Same thing. I see it "raised" sometimes and other times I don't. It is either paranoia or it is really not that bad


----------



## teh_g

CainAbel1 said:


> Same Issue Here..Bought from Google Play. Just got it this afternoon, raised screen. So did you had to send it back to ASUS..did they give you and ETA?


I just got my RMA number, they are shipping me the box to send it in. They said it is about 10-15 days turnaround once they get the thing... I guess I can play with it for now at least.


----------



## iPois0n

dadsterflip said:


> Same Issue Here..Bought from Google Play. Just got it this afternoon, raised screen. So did you had to send it back to ASUS..did they give you and ETA?


I had to call Asus and get an RMA #. I will be sending it back tomorrow ASAP. No ETA.


----------



## L2_n19h7m4r3

Wtf 10-15 day turn around once you GET the box?! My god that is absolutely horrible customer service!


----------



## teh_g

iPois0n said:


> I had to call Asus and get an RMA #. I will be sending it back tomorrow ASAP. No ETA.


They told me they would send out packaging for it, is that what they said to you too or did I mishear the lady?


----------



## iPois0n

teh_g said:


> They told me they would send out packaging for it, is that what they said to you too or did I mishear the lady?


I'm not sure. I'll probably have to call them again to make sure.


----------



## dadsterflip

iPois0n said:


> I had to call Asus and get an RMA #. I will be sending it back tomorrow ASAP. No ETA.


Sucks.... I guess I better stop complaining about that one tiny tiny dead pixel lol....

Sent from my Nexus 7 using Tapatalk 2


----------



## teh_g

iPois0n said:


> I'm not sure. I'll probably have to call them again to make sure.


Let me know what they say


----------



## kbluhm

I've just noticed a dead pixel in the notification bar. I didn't see it right away because it only shows up when certain apps are open.

Play store: not visible
Tapatalk: bright blue on forum list, dim everywhere else
Tweetcaster: dim, but visible
Words with friends: invisible on splash screen, then bright blue when done loading.

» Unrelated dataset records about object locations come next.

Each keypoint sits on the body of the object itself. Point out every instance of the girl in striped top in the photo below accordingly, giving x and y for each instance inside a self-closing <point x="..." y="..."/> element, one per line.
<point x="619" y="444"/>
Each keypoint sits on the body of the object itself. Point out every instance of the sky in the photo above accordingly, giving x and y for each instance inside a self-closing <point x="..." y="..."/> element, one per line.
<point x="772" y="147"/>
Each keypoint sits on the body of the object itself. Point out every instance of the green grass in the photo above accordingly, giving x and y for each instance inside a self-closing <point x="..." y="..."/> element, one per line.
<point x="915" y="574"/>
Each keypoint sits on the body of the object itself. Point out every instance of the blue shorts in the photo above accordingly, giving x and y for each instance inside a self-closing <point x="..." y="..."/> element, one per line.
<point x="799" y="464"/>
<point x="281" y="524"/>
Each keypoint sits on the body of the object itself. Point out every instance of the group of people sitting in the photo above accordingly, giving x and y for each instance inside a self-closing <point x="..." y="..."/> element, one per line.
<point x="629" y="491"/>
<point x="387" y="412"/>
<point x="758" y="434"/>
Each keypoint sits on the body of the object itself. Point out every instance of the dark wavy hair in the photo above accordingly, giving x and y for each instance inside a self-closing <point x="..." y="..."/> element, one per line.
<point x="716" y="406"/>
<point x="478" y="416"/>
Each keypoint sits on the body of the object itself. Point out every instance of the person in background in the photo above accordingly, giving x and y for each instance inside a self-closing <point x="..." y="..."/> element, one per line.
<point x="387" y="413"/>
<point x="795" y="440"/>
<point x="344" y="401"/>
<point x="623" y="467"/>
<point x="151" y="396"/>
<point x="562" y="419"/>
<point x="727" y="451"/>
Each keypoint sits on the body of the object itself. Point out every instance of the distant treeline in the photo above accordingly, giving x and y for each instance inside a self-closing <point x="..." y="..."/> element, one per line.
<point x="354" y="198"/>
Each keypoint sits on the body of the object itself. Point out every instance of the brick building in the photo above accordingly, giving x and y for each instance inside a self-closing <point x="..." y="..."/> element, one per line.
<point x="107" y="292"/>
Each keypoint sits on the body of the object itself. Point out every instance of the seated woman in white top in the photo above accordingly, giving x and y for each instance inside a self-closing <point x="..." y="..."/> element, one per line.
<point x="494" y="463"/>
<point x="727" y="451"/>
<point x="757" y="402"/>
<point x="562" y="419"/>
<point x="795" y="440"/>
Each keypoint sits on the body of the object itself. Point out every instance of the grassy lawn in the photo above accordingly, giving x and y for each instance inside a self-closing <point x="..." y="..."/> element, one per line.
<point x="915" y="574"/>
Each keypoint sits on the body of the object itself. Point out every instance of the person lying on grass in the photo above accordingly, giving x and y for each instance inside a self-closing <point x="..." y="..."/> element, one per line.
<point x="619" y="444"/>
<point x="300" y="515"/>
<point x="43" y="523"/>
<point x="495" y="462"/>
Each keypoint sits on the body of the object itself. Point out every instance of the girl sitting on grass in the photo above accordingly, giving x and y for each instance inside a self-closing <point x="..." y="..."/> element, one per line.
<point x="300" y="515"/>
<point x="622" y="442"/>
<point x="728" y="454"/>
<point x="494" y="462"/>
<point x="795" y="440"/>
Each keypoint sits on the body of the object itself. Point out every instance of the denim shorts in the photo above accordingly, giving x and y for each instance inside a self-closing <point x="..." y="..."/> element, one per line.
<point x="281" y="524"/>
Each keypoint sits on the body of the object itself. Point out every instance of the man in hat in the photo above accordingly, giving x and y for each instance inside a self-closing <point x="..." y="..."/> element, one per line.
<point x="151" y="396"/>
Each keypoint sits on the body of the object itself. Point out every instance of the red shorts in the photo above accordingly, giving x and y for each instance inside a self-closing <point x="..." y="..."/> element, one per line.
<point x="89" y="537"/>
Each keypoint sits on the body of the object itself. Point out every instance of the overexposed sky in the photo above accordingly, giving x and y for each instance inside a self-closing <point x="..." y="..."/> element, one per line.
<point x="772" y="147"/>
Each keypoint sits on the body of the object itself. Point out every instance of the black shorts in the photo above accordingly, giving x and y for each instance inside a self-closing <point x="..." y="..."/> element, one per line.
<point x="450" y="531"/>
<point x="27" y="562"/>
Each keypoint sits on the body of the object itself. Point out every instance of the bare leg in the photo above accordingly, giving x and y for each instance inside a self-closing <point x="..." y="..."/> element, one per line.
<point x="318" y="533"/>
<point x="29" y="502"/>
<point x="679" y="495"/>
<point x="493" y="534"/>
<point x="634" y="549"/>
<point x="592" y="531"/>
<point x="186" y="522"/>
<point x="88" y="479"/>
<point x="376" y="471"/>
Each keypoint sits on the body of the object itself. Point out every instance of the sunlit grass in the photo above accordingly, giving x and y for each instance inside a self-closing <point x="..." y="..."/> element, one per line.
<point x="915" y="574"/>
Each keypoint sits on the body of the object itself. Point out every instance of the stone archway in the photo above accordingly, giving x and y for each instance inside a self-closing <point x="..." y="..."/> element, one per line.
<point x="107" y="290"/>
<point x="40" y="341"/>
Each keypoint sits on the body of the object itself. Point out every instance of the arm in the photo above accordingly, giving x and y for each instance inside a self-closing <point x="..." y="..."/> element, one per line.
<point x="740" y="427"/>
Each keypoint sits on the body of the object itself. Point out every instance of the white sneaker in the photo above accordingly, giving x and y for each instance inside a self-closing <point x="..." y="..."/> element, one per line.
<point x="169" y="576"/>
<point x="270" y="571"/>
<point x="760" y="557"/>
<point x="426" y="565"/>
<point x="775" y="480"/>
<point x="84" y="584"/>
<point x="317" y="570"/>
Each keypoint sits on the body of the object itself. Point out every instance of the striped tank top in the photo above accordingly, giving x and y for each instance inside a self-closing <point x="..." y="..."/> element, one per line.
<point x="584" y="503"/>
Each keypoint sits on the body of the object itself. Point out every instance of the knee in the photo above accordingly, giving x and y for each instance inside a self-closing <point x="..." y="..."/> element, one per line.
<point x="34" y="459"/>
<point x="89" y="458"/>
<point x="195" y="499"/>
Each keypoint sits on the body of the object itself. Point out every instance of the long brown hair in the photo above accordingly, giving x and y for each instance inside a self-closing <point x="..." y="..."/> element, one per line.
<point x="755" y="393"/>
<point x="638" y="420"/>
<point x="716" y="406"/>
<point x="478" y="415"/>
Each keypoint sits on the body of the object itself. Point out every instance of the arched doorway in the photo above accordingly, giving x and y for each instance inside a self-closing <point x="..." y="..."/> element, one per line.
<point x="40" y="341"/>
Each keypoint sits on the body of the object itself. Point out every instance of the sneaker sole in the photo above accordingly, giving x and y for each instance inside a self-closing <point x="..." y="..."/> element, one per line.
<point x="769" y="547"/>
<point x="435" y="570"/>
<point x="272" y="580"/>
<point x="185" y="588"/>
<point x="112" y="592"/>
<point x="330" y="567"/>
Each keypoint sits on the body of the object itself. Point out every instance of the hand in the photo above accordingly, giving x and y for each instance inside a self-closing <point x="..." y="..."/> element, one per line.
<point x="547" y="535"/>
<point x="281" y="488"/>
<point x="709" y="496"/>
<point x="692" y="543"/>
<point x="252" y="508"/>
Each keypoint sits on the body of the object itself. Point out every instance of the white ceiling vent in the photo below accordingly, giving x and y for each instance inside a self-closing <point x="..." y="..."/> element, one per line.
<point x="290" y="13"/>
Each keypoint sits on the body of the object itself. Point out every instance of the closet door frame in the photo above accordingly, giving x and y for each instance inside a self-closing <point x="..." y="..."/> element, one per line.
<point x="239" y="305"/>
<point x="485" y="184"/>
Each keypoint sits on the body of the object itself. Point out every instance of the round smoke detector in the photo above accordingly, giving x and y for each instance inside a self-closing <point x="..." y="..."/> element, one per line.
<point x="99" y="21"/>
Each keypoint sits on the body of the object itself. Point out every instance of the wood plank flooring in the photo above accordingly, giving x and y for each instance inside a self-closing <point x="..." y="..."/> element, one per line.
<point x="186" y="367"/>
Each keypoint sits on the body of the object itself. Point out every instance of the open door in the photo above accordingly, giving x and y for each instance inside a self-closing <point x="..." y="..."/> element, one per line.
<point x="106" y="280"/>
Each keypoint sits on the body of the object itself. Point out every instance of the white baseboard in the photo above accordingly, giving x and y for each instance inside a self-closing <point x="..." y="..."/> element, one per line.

...etc, etc, etc. Anyone else with a similarly located dead pixel seeing this type of behavior?

Sent from my Nexus 7 using Tapatalk 2


----------



## iPois0n

teh_g said:


> Let me know what they say


They only cover 1 way shipping. So therefore we ship it back and they ship it once it's fixed or replaced.


----------



## teh_g

iPois0n said:


> They only cover 1 way shipping. So therefore we ship it back and they ship it once it's fixed or replaced.


Ugh, that sucks. I am going to call Google and see if I can get them to return it for free... Any retail store would do that normally if there was a product defect right when I open the box

If they won't replace it, I will just deal with it until something worse happens.


----------



## sadoway

I hope it works our for you. I'm still waiting to hear the plan for mine

Sent from my HTC PH39100 using Tapatalk 2


----------



## teh_g

sadoway said:


> I hope it works our for you. I'm still waiting to hear the plan for mine
> 
> Sent from my HTC PH39100 using Tapatalk 2


Go through the Google Play Store. They are willing to send a replacement tablet before you ship one back to them. I just got off the phone with them and he said the normal process is they forward the case to their advance support team, then they send you the new tablet in a few days. Way better than paying for shipping.


----------



## iPois0n

teh_g said:


> Go through the Google Play Store. They are willing to send a replacement tablet before you ship one back to them. I just got off the phone with them and he said the normal process is they forward the case to their advance support team, then they send you the new tablet in a few days. Way better than paying for shipping.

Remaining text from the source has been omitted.